"Zusammen geht was. Caritas verbindet Generationen" - mit diesem Leitspruch hat der Deutsche Caritasverband seine Jahreskampagne gestartet. Der katholische Verband wirbt dafür, die unterschiedlichen Lebensalter als gemeinsame Kraft für eine solidarische, gerechte und zukunftsfähige Gesellschaft zu begreifen.

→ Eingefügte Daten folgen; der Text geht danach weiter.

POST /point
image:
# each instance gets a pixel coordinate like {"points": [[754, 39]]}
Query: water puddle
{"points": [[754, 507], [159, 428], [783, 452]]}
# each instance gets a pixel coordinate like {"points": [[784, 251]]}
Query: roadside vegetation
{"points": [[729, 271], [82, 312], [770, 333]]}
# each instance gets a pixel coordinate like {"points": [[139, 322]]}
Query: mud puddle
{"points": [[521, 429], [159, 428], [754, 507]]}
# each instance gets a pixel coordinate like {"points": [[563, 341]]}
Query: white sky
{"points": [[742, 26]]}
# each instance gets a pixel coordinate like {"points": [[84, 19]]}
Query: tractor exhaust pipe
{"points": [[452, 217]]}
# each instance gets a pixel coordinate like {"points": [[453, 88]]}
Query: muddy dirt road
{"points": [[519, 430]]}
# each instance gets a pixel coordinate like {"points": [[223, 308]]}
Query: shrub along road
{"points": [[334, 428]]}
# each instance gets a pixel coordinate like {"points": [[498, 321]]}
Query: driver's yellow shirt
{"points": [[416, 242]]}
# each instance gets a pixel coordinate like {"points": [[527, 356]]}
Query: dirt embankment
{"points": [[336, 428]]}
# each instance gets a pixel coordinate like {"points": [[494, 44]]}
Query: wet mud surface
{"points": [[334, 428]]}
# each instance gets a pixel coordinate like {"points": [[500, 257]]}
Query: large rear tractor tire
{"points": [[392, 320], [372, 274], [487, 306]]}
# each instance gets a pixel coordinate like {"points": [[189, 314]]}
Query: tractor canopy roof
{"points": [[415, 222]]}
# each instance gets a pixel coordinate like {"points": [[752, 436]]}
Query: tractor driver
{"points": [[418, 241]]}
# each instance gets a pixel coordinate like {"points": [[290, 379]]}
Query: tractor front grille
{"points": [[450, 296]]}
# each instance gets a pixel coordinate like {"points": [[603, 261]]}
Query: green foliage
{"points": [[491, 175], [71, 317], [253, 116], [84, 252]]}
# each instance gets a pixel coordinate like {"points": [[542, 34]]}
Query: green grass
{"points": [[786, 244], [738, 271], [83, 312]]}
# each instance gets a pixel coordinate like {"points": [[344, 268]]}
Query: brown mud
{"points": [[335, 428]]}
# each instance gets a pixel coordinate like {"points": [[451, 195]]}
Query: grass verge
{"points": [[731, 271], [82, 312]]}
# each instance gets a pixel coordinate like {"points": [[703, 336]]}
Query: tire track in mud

"Wir wagen die Gegen-Utopie gegen die populäre Rede der unvermeidlichen Spaltungen", sagte Caritaspräsidentin Eva Welskop-Deffaa am Montag in Passau. "Wir machen die Realität des gelingenden Miteinanders von Alt und Jung als gesellschaftliche Superkraft sichtbar." Schließlich seien die großen Herausforderungen nur im Miteinander und Füreinander der Generationen zu bewältigen.
Die Kampagne, deren Symbol zwei Schuhe unterschiedlicher Generationen auf rotem Schuhkarton sind, wird mit Veranstaltungen in Passau, Freiburg, Dortmund und Schwerin eröffnet. Im Laufe des Jahres sollen bundesweit 10.000 Schuhpaare auf zu Generationenpyramiden gestapelten roten Schuhkartons die Begegnungsorte der Caritas sichtbar machen.
Politische Forderungen
Zugleich stellt der Verband zum Start der Kampagne seine zentralen Forderungen auf. Er setzt sich ein für Reformen der Sozialversicherungen, eine gute Familien- und Bildungspolitik, die Stärkung des Ehrenamts und der Freiwilligendienste und eine nachhaltige Klimapolitik.

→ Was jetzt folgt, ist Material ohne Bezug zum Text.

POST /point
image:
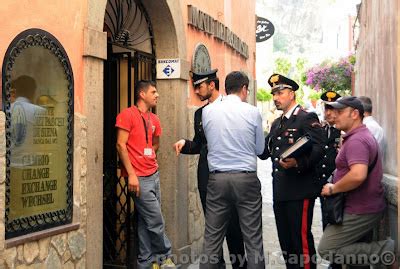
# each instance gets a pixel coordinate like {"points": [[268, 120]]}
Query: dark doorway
{"points": [[125, 65]]}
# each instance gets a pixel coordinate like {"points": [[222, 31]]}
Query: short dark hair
{"points": [[367, 103], [142, 85], [216, 82], [24, 86], [234, 82]]}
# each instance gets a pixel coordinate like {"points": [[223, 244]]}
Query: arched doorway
{"points": [[130, 57]]}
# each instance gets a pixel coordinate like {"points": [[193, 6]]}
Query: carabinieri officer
{"points": [[295, 181]]}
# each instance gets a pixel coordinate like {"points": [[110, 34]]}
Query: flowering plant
{"points": [[335, 76]]}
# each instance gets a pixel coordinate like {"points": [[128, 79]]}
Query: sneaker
{"points": [[168, 263]]}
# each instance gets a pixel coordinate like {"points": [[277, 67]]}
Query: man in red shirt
{"points": [[138, 138]]}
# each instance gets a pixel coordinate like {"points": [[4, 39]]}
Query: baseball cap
{"points": [[347, 101]]}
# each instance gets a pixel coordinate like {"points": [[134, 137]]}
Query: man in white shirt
{"points": [[235, 137], [372, 125]]}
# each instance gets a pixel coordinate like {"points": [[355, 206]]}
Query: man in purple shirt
{"points": [[359, 174]]}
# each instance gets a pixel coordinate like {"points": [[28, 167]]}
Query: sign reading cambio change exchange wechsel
{"points": [[38, 88], [265, 29]]}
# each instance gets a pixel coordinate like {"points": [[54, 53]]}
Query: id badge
{"points": [[148, 151]]}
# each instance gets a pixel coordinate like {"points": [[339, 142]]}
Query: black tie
{"points": [[283, 122]]}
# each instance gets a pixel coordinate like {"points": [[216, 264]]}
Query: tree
{"points": [[263, 95]]}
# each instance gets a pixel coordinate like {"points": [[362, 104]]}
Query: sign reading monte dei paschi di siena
{"points": [[38, 103]]}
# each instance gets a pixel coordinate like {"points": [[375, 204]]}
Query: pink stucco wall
{"points": [[63, 19], [239, 16]]}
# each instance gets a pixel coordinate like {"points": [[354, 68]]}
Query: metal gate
{"points": [[121, 71]]}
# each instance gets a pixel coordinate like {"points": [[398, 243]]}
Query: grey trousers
{"points": [[339, 242], [243, 191], [153, 243]]}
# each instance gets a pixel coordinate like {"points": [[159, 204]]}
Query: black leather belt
{"points": [[231, 172], [151, 174]]}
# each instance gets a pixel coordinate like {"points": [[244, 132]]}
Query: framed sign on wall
{"points": [[37, 99]]}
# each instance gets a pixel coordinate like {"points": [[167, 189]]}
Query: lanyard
{"points": [[146, 126]]}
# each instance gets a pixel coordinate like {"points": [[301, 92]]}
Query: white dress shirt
{"points": [[234, 135]]}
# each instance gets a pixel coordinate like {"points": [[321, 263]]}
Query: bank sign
{"points": [[168, 68], [265, 29]]}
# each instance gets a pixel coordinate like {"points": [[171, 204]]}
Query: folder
{"points": [[302, 145]]}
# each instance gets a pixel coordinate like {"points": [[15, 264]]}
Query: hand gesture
{"points": [[288, 163], [179, 145], [133, 184]]}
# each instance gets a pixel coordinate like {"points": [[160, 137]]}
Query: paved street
{"points": [[271, 243]]}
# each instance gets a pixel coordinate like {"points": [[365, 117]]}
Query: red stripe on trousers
{"points": [[304, 235]]}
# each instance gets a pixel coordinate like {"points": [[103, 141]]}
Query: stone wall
{"points": [[376, 76], [59, 247]]}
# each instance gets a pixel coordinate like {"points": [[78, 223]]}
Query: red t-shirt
{"points": [[131, 120]]}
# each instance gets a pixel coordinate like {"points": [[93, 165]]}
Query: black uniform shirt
{"points": [[327, 164], [299, 182]]}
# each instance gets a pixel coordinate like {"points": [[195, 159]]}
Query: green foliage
{"points": [[280, 42], [282, 66], [335, 76], [263, 95], [314, 95]]}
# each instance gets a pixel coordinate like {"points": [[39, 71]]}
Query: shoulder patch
{"points": [[316, 124]]}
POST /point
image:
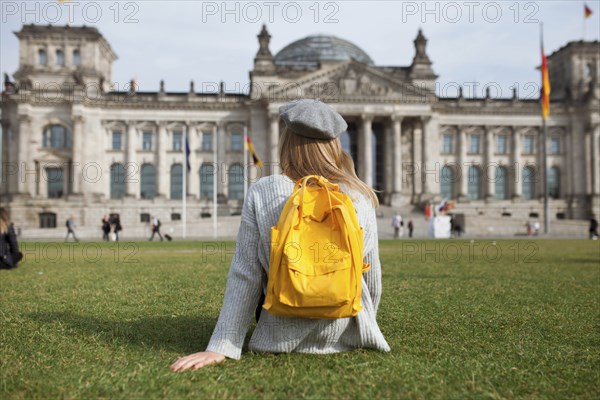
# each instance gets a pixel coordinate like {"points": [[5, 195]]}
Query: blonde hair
{"points": [[300, 156], [4, 222]]}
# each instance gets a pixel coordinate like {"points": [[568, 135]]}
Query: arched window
{"points": [[501, 183], [235, 182], [55, 180], [117, 181], [554, 182], [345, 138], [207, 175], [60, 57], [176, 181], [76, 57], [148, 181], [447, 180], [56, 137], [528, 183], [42, 57], [474, 186]]}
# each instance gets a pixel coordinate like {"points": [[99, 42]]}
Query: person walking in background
{"points": [[528, 227], [536, 228], [105, 228], [9, 248], [116, 225], [71, 229], [593, 228], [156, 228], [397, 224]]}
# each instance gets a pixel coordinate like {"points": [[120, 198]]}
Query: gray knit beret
{"points": [[313, 119]]}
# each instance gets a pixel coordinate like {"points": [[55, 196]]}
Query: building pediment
{"points": [[352, 81]]}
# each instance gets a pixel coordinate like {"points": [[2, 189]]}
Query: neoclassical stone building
{"points": [[73, 145]]}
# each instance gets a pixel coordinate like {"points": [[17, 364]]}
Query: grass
{"points": [[483, 319]]}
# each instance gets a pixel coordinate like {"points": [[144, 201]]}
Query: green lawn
{"points": [[483, 319]]}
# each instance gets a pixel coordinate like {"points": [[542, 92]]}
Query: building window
{"points": [[176, 181], [346, 141], [237, 141], [148, 182], [147, 140], [117, 181], [474, 184], [76, 57], [528, 144], [501, 144], [47, 220], [207, 175], [501, 183], [56, 137], [447, 144], [117, 140], [474, 145], [447, 180], [55, 181], [554, 145], [528, 183], [235, 182], [554, 182], [42, 57], [206, 141], [60, 57], [177, 140]]}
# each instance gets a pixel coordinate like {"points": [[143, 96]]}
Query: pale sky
{"points": [[211, 41]]}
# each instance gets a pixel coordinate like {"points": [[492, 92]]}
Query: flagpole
{"points": [[184, 185], [245, 161], [215, 177], [544, 139], [584, 18]]}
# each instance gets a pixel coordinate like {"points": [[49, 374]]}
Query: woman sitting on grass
{"points": [[310, 145]]}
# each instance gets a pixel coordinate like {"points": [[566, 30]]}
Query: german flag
{"points": [[545, 86], [257, 161]]}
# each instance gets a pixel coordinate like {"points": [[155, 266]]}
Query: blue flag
{"points": [[187, 154]]}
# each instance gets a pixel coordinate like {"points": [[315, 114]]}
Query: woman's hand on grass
{"points": [[196, 361]]}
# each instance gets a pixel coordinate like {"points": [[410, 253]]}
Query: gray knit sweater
{"points": [[248, 277]]}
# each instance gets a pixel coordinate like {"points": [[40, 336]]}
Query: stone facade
{"points": [[73, 146]]}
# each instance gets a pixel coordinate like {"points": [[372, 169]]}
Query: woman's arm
{"points": [[244, 286], [371, 256]]}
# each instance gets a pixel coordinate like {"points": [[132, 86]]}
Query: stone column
{"points": [[595, 160], [595, 166], [25, 166], [274, 143], [367, 149], [4, 161], [517, 184], [132, 169], [396, 158], [489, 170], [163, 171], [463, 184], [540, 173], [221, 161], [193, 182], [75, 174], [417, 161]]}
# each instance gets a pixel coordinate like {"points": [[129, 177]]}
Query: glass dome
{"points": [[317, 48]]}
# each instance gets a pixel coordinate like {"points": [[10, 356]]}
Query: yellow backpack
{"points": [[316, 260]]}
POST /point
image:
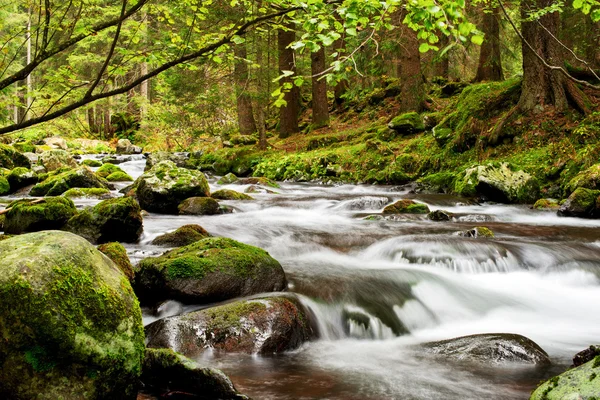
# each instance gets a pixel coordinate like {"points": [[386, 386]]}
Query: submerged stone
{"points": [[70, 325], [209, 270], [258, 326]]}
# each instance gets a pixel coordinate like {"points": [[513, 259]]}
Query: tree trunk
{"points": [[320, 116], [441, 64], [541, 86], [288, 114], [246, 122], [412, 91], [490, 63]]}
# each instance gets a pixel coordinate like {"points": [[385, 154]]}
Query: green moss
{"points": [[119, 176], [226, 194], [406, 206], [117, 253]]}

Der Deutsche Caritasverband engagiert sich nach eigenen Angaben seit über 125 Jahren für Menschen in Not. Mit bundesweit fast 740.000 Mitarbeitenden, über 500.000 ehrenamtlich Engagierten und rund 25.000 Einrichtungen und Diensten unterstützt die Caritas jährlich rund 13 Millionen Menschen.
Er betätigt sich zudem weltweit mit mehr als 600 Projekten in 77 Ländern gemeinsam mit lokalen Caritas-Organisationen, mit kirchlichen und säkularen Partnerorganisationen sowie staatlichen Stellen an der Seite von Menschen, die in existenziellen Krisen sind.